Les outils développés depuis quelques années leur permettent d’évoluer en toute impunité.
«Un outil à la fois puissant et perfide»: c’est ainsi que le magazine Wired décrit les cryptomonnaies lorsqu’elles sont utilisées par ceux qui vendent ou achètent des vidéos et images pédocriminelles. La plus célèbre d’entre elles, le bitcoin, a permis à un grand nombre d’entre eux de contourner le système bancaire classique et les plateformes de paiement habituelles. Donc de ne rien dévoiler de leurs activités.
Cependant, le recours au bitcoin ne constitue pas une parfaite cape d’invisibilité: les transactions réalisées en cryptos étant bel et bien enregistrées, il a parfois été possible à des enquêteurs de remonter à la source et de mettre des pédocriminels sous les verrous.
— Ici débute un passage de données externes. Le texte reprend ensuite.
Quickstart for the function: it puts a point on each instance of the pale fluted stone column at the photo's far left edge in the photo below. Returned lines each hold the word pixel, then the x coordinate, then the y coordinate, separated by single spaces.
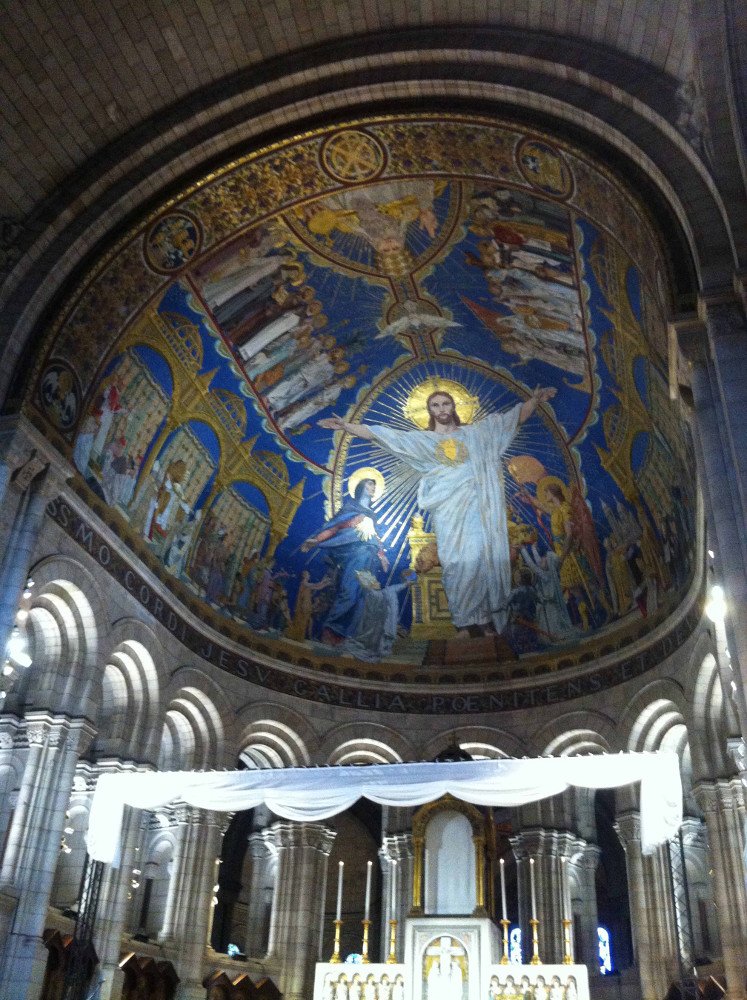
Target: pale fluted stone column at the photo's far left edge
pixel 33 844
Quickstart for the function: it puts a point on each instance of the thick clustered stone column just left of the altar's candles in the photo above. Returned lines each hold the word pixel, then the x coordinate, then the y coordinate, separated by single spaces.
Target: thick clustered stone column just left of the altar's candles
pixel 298 906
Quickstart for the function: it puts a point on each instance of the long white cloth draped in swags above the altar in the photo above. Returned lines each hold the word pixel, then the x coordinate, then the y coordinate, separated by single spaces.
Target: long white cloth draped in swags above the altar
pixel 310 794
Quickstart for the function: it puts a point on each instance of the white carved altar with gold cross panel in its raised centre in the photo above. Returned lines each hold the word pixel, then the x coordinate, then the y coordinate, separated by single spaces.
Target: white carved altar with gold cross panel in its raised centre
pixel 450 958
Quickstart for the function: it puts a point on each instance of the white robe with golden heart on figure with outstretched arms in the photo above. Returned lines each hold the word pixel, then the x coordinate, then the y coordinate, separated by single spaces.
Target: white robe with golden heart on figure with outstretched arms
pixel 465 497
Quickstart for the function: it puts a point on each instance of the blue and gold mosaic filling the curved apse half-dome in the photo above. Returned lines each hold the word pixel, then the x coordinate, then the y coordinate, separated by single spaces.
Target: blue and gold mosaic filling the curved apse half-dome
pixel 392 394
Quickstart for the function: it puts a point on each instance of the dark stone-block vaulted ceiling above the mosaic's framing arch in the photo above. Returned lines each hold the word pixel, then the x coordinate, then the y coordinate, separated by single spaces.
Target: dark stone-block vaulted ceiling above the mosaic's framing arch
pixel 77 76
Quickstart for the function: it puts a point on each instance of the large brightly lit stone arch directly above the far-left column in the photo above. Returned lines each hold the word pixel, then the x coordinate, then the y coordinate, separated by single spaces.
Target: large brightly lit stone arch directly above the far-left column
pixel 65 627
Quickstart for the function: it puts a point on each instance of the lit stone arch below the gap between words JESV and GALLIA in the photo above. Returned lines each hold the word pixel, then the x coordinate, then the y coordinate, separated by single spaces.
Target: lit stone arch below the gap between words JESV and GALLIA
pixel 273 736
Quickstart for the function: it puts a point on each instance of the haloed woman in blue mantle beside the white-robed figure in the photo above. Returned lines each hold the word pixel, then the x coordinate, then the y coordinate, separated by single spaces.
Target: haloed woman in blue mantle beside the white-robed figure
pixel 351 545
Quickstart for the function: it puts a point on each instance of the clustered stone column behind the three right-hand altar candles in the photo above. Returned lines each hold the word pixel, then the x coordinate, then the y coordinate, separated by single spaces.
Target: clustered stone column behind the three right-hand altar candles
pixel 548 848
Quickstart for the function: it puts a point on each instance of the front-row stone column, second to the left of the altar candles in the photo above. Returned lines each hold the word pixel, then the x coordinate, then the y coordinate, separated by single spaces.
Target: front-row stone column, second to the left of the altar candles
pixel 189 905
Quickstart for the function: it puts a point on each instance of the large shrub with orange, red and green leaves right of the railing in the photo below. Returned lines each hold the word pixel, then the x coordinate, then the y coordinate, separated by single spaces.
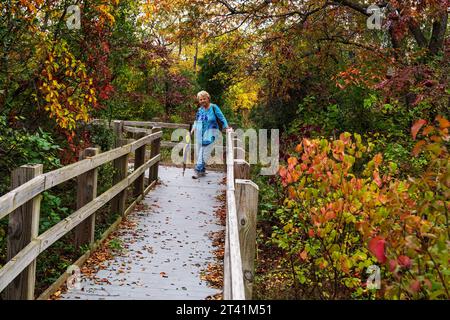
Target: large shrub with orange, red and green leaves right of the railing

Mais cela reste bien rare, clame Wired, l’utilisation des cryptomonnaies donnant à ces criminels la possibilité de passer bien plus longtemps à travers les mailles du filet.
Une étude effectuée entre 2020 et 2023 par Chainalysis, entreprise américaine d’analyse de la blockchain qui travaille sur la traçabilité dans le marché des monnaies cryptographiques, permet de dresser un état des lieux plus précis de la façon dont les cryptos sont utilisées dans l’univers sordide des contenus de type pédocriminel (ou CSAM en anglais pour «matériels d’abus sexuels d’enfants»). Le bilan est le suivant: si la masse des monnaies virtuelles utilisée dans ce domaine est en baisse depuis 2021, d’autres indicateurs sont bien moins reluisants.
Intraçable
Chainalysis met en lumière la sophistication galopante de l’utilisation des cryptomonnaies dans le commerce des contenus pédocriminels, ainsi que l’utilisation d’outils ultramodernes permettant aux utilisateurs d’optimiser la sécurisation de leurs données personnelles. Cela complique à la fois «l’identification, le traçage, les poursuites judiciaires et l’aide aux victimes», résume Eric Jardine, responsable de la recherche sur la cybercriminalité pour Chainalysis et qui a dirigé l’enquête.
Dans le cadre de ses recherches, l’équipe d’Eric Jardine a passé quatre ans à analyser 400 portefeuilles de cryptos appartenant à des vendeurs de tels contenus, ainsi que les profils de 10.000 acheteurs. Son bilan est accablant: les pédocriminels semblent être parfaitement à l’aise dans ce monde de la cryptomonnaie. Ils y sont installés depuis un certain nombre d’années et le sentiment d’impunité qui les anime leur donne envie d’y rester pendant encore un sacré bout de temps. Plus ça va et plus ces criminels s’installent durablement, persuadés de ne pas pouvoir être inquiétés.
Parmi les moyens utilisés, on trouve le «mixer», un outil qui permet de mélanger savamment les fonds des utilisateurs, afin de faire perdre toute forme de traçabilité à leurs transactions. Certains pays, comme l’Allemagne ou les États-Unis dans le cas de ChipMixer en mars 2023, ont d’ores et déjà légiféré pour faire interdire certaines de ces plateformes de blanchiment de cryptos disponibles en ligne. Ce qui n’empêche pas la pratique de prendre peu à peu de l’essor: 46% des vendeurs de contenus pédocriminels y ont recours, soit une augmentation de 22% depuis janvier 2020.
L’autre technique en vogue est celle du «privacy coin» (ou «pièce privée»), méthode consistant à échanger ses bitcoins contre d’autres cryptomonnaies (comme Monero ou Zcash), là aussi pour rendre l’ensemble des transactions presque impossibles à remonter. Monero est particulièrement plébiscitée, puisque 52% des individus étudiés par Chainalysis et actifs en 2023 avaient troqué une partie de leurs bitcoins contre cette autre devise (soit une hausse de 17% depuis 2020).
Comme souvent, les autorités internationales font ce qu’elles peuvent pour enrayer ce genre de pratiques. Mais le temps de prendre conscience de leur existence, puis de déployer des arsenaux juridiques et numériques pour les enrayer, les criminels sont généralement passés à autre chose. Ils ont toujours au moins une longueur d’avance et c’est visiblement parti pour durer.